Bare holds the record for most episodes of a series directed by a single director, 168. Pretty good for a guy who grew up in rural California, had his first brush with film as projectionist for the Presbyterian church and later managed an art house in Carmel, before heading to Los Angeles.

That meeting in the Sunset 5 was the start of a friendship and Bare taught me many things to emulate in Hollywood and elsewhere, prime among them is speed of response. If somebody gives you their email or a book to read, get right to it.

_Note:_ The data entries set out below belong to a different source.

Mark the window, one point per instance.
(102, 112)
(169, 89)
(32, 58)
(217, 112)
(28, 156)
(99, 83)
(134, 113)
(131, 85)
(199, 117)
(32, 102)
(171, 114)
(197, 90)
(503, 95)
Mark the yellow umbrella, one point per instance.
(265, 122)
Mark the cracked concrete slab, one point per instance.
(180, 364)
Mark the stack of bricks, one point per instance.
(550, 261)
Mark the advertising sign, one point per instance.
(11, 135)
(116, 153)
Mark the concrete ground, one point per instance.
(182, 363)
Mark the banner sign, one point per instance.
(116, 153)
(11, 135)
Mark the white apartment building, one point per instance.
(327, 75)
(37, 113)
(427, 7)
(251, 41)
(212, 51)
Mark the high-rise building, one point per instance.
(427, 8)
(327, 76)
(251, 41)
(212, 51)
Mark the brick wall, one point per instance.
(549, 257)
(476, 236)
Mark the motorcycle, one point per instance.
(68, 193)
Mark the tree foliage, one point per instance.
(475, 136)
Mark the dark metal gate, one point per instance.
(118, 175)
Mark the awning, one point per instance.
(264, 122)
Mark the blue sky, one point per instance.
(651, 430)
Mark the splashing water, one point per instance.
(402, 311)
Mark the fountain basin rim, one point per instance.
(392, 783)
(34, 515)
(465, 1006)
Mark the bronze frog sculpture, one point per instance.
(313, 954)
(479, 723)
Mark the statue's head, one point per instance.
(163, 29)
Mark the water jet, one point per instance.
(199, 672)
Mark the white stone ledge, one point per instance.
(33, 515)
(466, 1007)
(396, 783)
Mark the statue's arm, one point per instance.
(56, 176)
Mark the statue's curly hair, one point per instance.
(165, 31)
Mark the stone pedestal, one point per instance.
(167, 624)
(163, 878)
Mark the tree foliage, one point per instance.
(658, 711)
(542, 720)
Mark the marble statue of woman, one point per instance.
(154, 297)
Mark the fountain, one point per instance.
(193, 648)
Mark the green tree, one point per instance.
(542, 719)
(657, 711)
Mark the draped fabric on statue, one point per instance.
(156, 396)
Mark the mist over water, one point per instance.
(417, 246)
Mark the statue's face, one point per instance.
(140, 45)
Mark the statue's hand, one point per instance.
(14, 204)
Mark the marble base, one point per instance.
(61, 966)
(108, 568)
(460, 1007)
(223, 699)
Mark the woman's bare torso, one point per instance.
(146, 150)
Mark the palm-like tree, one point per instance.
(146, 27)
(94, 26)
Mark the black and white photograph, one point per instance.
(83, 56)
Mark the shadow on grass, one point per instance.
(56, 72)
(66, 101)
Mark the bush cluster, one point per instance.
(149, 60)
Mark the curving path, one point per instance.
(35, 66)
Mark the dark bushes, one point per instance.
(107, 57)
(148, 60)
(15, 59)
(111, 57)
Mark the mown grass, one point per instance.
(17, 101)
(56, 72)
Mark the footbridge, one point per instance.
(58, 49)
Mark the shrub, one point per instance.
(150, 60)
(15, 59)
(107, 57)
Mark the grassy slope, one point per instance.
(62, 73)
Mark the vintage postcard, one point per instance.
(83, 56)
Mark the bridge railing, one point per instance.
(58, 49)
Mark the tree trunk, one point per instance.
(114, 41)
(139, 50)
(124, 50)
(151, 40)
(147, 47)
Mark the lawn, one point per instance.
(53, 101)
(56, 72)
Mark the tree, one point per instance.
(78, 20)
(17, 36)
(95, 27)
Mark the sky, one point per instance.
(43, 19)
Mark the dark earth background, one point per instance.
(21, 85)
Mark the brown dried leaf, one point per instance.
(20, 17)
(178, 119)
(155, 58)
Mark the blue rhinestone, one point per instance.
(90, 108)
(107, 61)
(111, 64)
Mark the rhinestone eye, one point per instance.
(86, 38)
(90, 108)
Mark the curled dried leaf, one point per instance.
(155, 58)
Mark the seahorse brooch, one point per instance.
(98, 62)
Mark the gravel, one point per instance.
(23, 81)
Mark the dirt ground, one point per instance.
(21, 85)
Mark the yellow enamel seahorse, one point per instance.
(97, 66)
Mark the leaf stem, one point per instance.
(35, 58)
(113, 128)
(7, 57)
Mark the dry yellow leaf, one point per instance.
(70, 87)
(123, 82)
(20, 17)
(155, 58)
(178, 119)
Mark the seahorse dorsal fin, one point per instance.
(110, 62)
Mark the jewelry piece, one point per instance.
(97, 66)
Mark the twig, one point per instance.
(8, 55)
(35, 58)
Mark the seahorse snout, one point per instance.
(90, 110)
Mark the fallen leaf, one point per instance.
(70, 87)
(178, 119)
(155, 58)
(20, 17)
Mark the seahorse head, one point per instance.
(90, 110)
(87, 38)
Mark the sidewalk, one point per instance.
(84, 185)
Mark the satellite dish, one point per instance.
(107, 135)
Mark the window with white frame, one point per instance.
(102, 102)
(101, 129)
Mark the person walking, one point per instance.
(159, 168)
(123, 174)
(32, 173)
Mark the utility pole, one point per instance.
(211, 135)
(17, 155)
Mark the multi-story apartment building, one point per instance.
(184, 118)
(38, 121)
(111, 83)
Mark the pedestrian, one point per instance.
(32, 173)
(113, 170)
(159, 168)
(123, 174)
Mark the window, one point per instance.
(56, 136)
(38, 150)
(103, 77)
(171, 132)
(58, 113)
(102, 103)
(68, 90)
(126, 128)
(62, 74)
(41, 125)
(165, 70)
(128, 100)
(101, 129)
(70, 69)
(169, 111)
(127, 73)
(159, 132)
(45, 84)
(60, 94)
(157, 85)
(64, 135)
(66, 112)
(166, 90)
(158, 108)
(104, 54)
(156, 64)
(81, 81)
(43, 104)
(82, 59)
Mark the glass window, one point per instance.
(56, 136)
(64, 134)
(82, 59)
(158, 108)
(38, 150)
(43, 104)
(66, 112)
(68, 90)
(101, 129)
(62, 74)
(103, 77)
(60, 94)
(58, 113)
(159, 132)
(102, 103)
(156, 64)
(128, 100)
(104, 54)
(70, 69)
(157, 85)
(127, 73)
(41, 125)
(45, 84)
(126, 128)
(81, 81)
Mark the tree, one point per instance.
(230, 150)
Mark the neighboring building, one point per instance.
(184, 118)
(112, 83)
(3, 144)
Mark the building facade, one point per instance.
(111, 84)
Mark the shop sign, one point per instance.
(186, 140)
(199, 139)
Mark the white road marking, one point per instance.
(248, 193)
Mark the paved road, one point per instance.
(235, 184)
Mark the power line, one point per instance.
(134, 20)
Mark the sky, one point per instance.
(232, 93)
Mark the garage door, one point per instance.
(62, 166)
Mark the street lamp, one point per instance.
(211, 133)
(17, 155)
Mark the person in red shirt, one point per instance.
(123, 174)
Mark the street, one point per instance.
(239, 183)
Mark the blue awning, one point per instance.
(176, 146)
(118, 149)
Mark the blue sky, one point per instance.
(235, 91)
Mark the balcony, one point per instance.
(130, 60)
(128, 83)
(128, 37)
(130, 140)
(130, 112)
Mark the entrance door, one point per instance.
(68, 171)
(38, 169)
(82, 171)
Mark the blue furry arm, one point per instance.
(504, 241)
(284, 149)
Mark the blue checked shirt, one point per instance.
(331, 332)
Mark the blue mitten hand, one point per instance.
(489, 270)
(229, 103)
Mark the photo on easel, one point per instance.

The day we met I handed Mr. Bare my own screenplay, “Culture Shock,” and he read it while waiting to meet the director of the Polish Film Festival to discuss his own screenplay about the Polish actress, Helena Modjeska. In what seemed like hours, he’d left a message on my answering machine.  “You’re a hell of a writer,” he said. It’s the kind of things a writer remembers forever. After we spoke on the phone about the Helena Modjeska biopic I was looking at a screenplay that arrived by “snail” mail in what seemed the next day.

The next lesson was condensation, a lesson that will serve for screenwriting or just leaving a phone message. I hadn’t critiqued a screenplay before and made notes about the meat and minutiae. When we spoke about ‘Modjeska’ I sounded him out about formatting issues. His gruff tone indicated that was the least of his concerns. I immediately pulled out the heavy artillery and avoided being hung up on.

I felt the story was lacking a scene showing why Helena abandons her lover. We need to see what’s so bad about him.

Mr. Bare asked me to write a scene: three long pages of dialog-laden breakup in a horse-drawn carriage. That’s what I came up with. In a couple days I got Bare’s half page scene in which the lover whips and rapes Helena. What a lesson in concision! And I was at the naïve state where a short scene was a revelation.

Memorably I was Richard Bare’s agent at a meeting between him and Brad Wyman in 2008. Bare was interested in making a deal to produce a movie version of “Green Acres.” Names were bandied about, who would be the Eva Gabor wife? Eva Longoria or how about Sofia Vergara—giving the premise a Latin twist.

Male leads for the Eddie Albert role—Will Farrell, Ben Stiller, or Sandler?

Before Mr. Bare left the office on Brighton Way, he turned to Brad Wyman and his assistant Matthew and said, “How old do you think I am?”

“Seventy-three, seventy-four,” Brad offered.

“I’m eighty-six.”

It was impressive. Still with some color in his hair and Prada glasses, Bare looked to be in his mid-seventies at most, dapper and fit. What was his secret? Maybe it was creativity; always having a new project in the works. And sense of humor. I walked him out to his car after the meeting on the summer day and made a comment about his seersucker jacket. His retort is not printable. Last time we spoke by phone, he was overseeing the libretto for a “Green Acres” musical and asking me about digital publishing. And if you hemmed and hawed on the phone like I do, nobody was quicker to say, “I gotta go.” That’s a final great lesson: not to waste somebody’s time in Hollywood.

Richard finally fessed up to his age a couple years ago. The day of his 100th was celebrated as Richard Bare Day in Newport. They screened “Wicked, Wicked,” his dual vision thriller: shot from POV of both the killer and victim. “We had 30 people in the living room that day,” he marveled. Like Will Rogers said, “There comes a time to stop lying about our age and start bragging.” Richard L. Bare died on March 28 at the age of 101. Or was it 105 if you believed the 1909 birthdate once listed on IMDB?